CSS is partially supported by Internet Explorer 3.01 and later, Netscape Navigator 4.6 and later, and Opera 3.6 and later. Figuring out exactly what features are supported in which browser versions is an arcane subject indeed. Eric Meyer's Style Sheet Reference Guide and the House of Style both include browser compatibility charts. For any given browser version (and there are often differences between Windows and Mac versions), there are features that work, features that don't, and others that work some of the time or in some weird way. Something close to full CSS-1 support is found only in the most current versions. According to WebReview, IE 5.5 supports 92.5% of the CSS1 spec, Netscape 6 supports 98.5%, and Opera 5 supports 98.9%.

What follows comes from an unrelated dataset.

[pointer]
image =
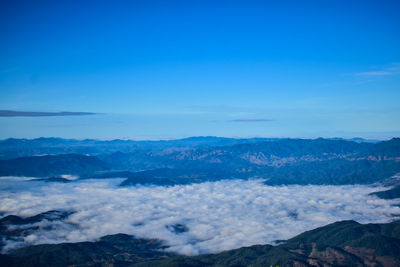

The position of what I call the "standards camp" is this: Most current browser versions support HTML 4.0 and CSS-1 pretty darn well (with certain notable exceptions), so let's start using these standards to their fullest, instead of being so obsessed with making our pages backward-compatible.

 

One of the torch bearers for this worldview is the Web Standards Project (WaSP), which describes itself as "a grassroots coalition fighting for standards on the Web." WaSP encourages developers to take advantage of current W3C standards "even if the resulting sites fail (or look less than optimal) in old, non- standards-compliant Web browsers."

 

These true believers point out that the more developers dumb down their code for the benefit of old browsers, the less incentive users have to upgrade. Instead of encouraging people to keep their old browsers, we should be encouraging them to grab a nice shiny new free copy of Internet Explorer 5.5, Internet Explorer for the Mac, Netscape 6, or Opera 5, and get those old browsers off the highway. WaSP's Browser Upgrade Initiative aims to spread the word. The case is stated very well in an article from A List Apart called To Hell with Bad Browsers.

 

Predictably, some folks strongly disagree with this sort of thing. One member of the "compatibility party" points out that the Web is supposed to be a free-form, cross-platform, do-your- own-thing medium. What gives anyone the right to tell people what platform or browser version to use? However, newer standards such as HTML 4.0, CSS and XML don't force anyone to use a particular platform — rather the opposite. The idea is simply to enforce standards so that everyone can talk to everyone else.

 

A more thought-provoking rebuttal came from a professional pundit, who pointed out that those nice new browsers come with hefty system requirements that many people in the world simply can't afford to meet. As the Web truly is a worldwide medium, this is something worth keeping in mind. Billions of potential Web users live in countries where cassette tapes are still the state of the art in stereo gear, and lots of people spend all day working with 286s running DOS.

 

The most compelling need to choose backward compatibility over current standards is felt by those selling products online, especially those brave souls who aren't targeting computer users per se. The mantra of the e-commerce crowd is Turn No Potential Customer Away. If you're a niche vendor running a mail-order business, then the danger of losing business among less sophisticated Web users may loom larger than the benefits of a standards-compliant Web site.